Doğan'izm bitti, Delyan'izmın da sonu gelecek, bir homojen toplum olarak asıl ondan sonrasını  şimdiden düşünmeliyiz.

 Doğan’ın saltanatı sürerken, nomenklatür (Komünist Partinin devlet görevlerine atama sistemine verilen ad) listesine bir keren alınan siyasetçi, ne yaparsa yapsın, siyasette ki varlığını bir ömür boyu sürdürebiliyordu. 

Acaba, hiç akıl edindiğiniz oldu mu, bahsettiğim, şu nomenklatür listelerini hangi kirli eller ve ne maksatla hazırlıyorlardı? 

Şimdi, esrarengiz bir şekilde , sahte mesihin saltanat bitti, saray kapıları içeriden tamamen kilitlenmiş durumda, Rosenets serasında yetiştirilen hıyarlar basbayağı hormonlu çıktılar ve gelen gideni zehirlediler…

Artık “porsiyonları” başkaları dağıtacaklar...

***

Son günlerde iki fotoğraf  radarımı yakalandı. 

BRTK  Onursal Başkanı Turhan Gençoğlu, başkent Sofya’da Delyan ile sarmaş dolaş olurken, Bursa’da ise Balgöç Genel Başkanı Prof.Dr.

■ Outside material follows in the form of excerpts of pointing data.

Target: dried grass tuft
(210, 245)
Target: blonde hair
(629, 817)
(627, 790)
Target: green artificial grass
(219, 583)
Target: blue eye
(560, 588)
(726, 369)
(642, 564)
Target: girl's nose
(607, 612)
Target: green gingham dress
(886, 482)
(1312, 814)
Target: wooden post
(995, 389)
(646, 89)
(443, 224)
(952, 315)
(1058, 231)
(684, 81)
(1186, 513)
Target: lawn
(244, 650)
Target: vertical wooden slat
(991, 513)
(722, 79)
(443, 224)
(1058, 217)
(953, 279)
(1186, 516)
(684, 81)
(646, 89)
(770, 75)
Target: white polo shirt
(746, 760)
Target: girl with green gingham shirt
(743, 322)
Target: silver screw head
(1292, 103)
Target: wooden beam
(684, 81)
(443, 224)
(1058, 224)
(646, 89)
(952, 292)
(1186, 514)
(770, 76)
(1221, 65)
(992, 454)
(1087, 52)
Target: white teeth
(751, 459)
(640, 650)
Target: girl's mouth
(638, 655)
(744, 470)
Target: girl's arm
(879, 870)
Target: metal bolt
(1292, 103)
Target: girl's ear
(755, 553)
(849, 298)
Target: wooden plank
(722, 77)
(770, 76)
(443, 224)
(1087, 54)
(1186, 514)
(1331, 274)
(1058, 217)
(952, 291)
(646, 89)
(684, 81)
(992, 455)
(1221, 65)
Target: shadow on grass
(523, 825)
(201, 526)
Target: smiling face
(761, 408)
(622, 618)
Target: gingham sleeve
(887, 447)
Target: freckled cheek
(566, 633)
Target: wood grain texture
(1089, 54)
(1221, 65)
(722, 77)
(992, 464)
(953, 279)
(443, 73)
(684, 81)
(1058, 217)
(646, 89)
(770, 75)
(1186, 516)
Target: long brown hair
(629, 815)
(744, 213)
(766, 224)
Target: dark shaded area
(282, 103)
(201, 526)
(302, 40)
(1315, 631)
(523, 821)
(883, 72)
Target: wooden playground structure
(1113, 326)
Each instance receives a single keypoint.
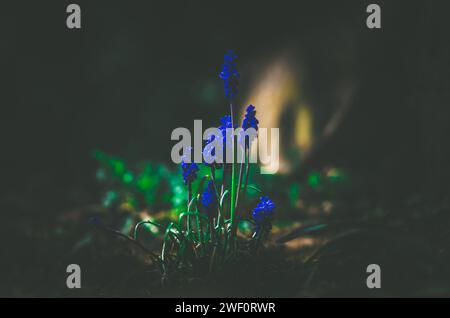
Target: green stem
(247, 171)
(233, 182)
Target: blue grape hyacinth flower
(209, 200)
(230, 75)
(264, 212)
(250, 121)
(189, 171)
(225, 122)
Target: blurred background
(372, 105)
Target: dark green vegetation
(136, 72)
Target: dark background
(138, 69)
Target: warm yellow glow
(303, 128)
(275, 89)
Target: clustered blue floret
(209, 199)
(250, 120)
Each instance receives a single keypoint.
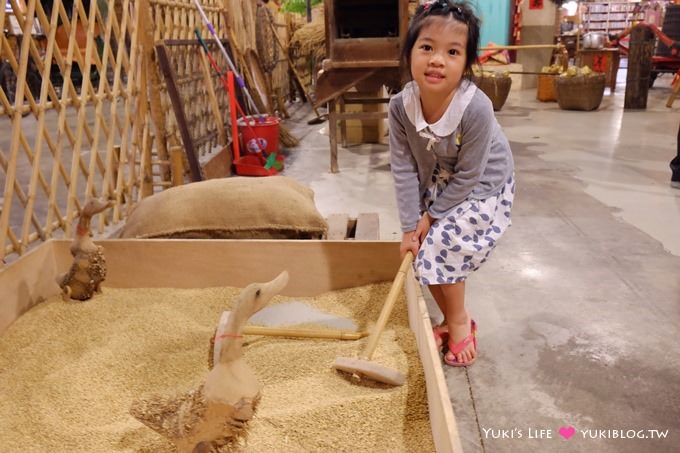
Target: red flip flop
(441, 336)
(458, 347)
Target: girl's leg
(457, 318)
(441, 330)
(436, 291)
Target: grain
(70, 372)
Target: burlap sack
(272, 207)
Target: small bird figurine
(88, 270)
(217, 412)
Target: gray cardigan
(480, 169)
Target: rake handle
(386, 311)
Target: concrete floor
(579, 307)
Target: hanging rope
(265, 39)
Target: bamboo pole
(16, 132)
(112, 151)
(210, 88)
(522, 47)
(153, 92)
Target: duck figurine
(88, 270)
(217, 413)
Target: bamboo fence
(85, 111)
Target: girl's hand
(409, 241)
(423, 226)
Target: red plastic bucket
(260, 133)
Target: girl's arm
(478, 127)
(404, 169)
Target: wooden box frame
(363, 51)
(314, 267)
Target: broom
(285, 137)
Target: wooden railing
(84, 110)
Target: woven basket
(545, 91)
(580, 92)
(496, 88)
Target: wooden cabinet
(611, 17)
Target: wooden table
(601, 60)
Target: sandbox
(203, 269)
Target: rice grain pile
(70, 372)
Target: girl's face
(438, 57)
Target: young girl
(452, 166)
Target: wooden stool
(336, 115)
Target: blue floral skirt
(458, 243)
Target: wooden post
(639, 67)
(177, 165)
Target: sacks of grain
(275, 207)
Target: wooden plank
(319, 266)
(182, 124)
(368, 227)
(639, 68)
(442, 419)
(337, 227)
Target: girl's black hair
(460, 11)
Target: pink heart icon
(567, 431)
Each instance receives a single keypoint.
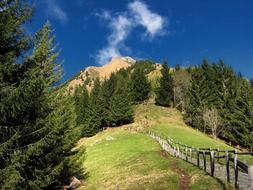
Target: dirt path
(184, 177)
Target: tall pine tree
(164, 94)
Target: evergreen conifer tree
(164, 94)
(36, 134)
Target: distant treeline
(212, 97)
(110, 102)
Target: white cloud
(121, 24)
(153, 22)
(120, 28)
(56, 12)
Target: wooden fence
(222, 164)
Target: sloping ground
(169, 122)
(122, 159)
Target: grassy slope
(169, 122)
(133, 161)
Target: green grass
(133, 161)
(168, 122)
(188, 136)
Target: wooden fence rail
(210, 159)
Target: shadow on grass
(73, 166)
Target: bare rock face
(88, 75)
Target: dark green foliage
(81, 97)
(120, 102)
(140, 85)
(218, 86)
(37, 126)
(164, 94)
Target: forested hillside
(41, 120)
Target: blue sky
(90, 32)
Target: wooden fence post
(236, 171)
(204, 159)
(191, 154)
(186, 154)
(227, 166)
(198, 157)
(250, 174)
(212, 162)
(218, 154)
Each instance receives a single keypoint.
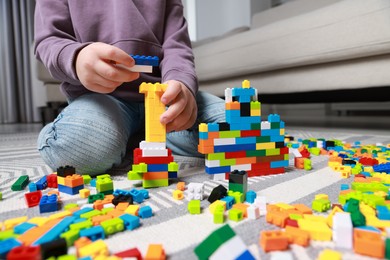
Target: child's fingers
(116, 55)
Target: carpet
(172, 226)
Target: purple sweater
(144, 27)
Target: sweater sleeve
(55, 41)
(178, 61)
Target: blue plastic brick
(145, 212)
(229, 201)
(157, 167)
(55, 232)
(145, 60)
(32, 187)
(93, 233)
(250, 196)
(131, 222)
(7, 245)
(70, 190)
(137, 196)
(42, 183)
(48, 203)
(23, 227)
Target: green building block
(307, 164)
(236, 215)
(70, 206)
(194, 207)
(135, 176)
(112, 226)
(208, 246)
(219, 217)
(155, 183)
(20, 183)
(70, 236)
(321, 205)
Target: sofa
(304, 47)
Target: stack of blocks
(244, 142)
(153, 162)
(68, 181)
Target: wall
(208, 18)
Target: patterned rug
(172, 226)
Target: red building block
(32, 198)
(25, 253)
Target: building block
(25, 253)
(32, 198)
(274, 240)
(154, 252)
(194, 207)
(48, 203)
(20, 183)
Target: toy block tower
(243, 142)
(68, 181)
(153, 162)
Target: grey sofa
(303, 46)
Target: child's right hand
(96, 67)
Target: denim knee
(86, 135)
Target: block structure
(244, 142)
(153, 162)
(68, 181)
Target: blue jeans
(94, 132)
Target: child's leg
(211, 109)
(90, 134)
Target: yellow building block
(11, 223)
(95, 249)
(61, 214)
(132, 210)
(328, 254)
(318, 230)
(84, 193)
(329, 219)
(154, 108)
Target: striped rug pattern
(172, 225)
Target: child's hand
(96, 69)
(182, 111)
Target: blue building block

Emin Balkan, Doğan’cı grubundan birkaç milletvekili ile görüşmekteydi. 

Bu iki farklı fotoğrafı yan yana koyduğumuzda, camianın düştüğü acındırıcı hali apaçık ortaya çıkmakta. Herkes çok iyi okuyabilmeli, bu iki fotoğrafı. Bir de şu Yalova'daki gizemli  müzenin akıbeti ne olacak?

Hani göçmen kuruluşları, birlik ve beraberlik içinde, ileriye dönük uzun vadeli stratejiler üreteceklerdi?